完璧優等生の仮面をかぶってきた雪野はあらゆることで周囲から称賛されています。そんな彼女の動機は皆にすごいと言われると気持ちいいから。誰でも少なからず持っている欲求ですが、彼女の場合は努力の量が桁違い。もちろんついてくる結果も桁違いです。

しかし物語が進むと雪野は被ってきた完璧の仮面をあっさり脱ぎ捨ててしまいます。本来の自分をさらけ出すことで次々と親友ができるところが見どころ。

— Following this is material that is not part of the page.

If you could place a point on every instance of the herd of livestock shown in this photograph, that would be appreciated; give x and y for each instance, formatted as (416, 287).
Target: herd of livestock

雪野に比べてもう一人の主人公、有馬が優等生の仮面を被っていた理由は深刻で、簡単に脱ぎ捨てることができるものではありません。そんな彼が雪野に恋をし、自由奔放な彼女との関わりの中で少しずつ本来の自分を表現していきます。

主人公二人を囲む個性の強いキャラクターたちとの青春と深い葛藤を経た成長が描かれるところが見どころ。

彼氏彼女の事情 ~感想~

いや~おもしろい。外では完璧優等生、家ではものぐさな主人公の性格がまっすぐでさっぱりしていて読んでいて痛快です。言うべきことは言い、間違いは間違いと認める強さを持っている所も好感が持てます。仮面を被った自分が認められるのも気持ち良いが、本来の自分が認められるのも良いもんだと納得していく過程も素敵。

一方、有馬くんは抱えている闇が深く、雪野のように前に進むことが出来ないのが読んでいて苦しかった。簡単にはいかない出自が彼を苦しめているんですよね。一度はあきらめようとした雪野との縁を諦めきれないのが有馬くんらしくそこがとても良かった。我を通せてよかったね。

恋愛だけではなく、友情、嫉妬、家族の問題など様々なテーマが描かれていて、特に幼少期に精神的ダメージを受けた子が自分を見つけ大きく成長していく姿には感動しました。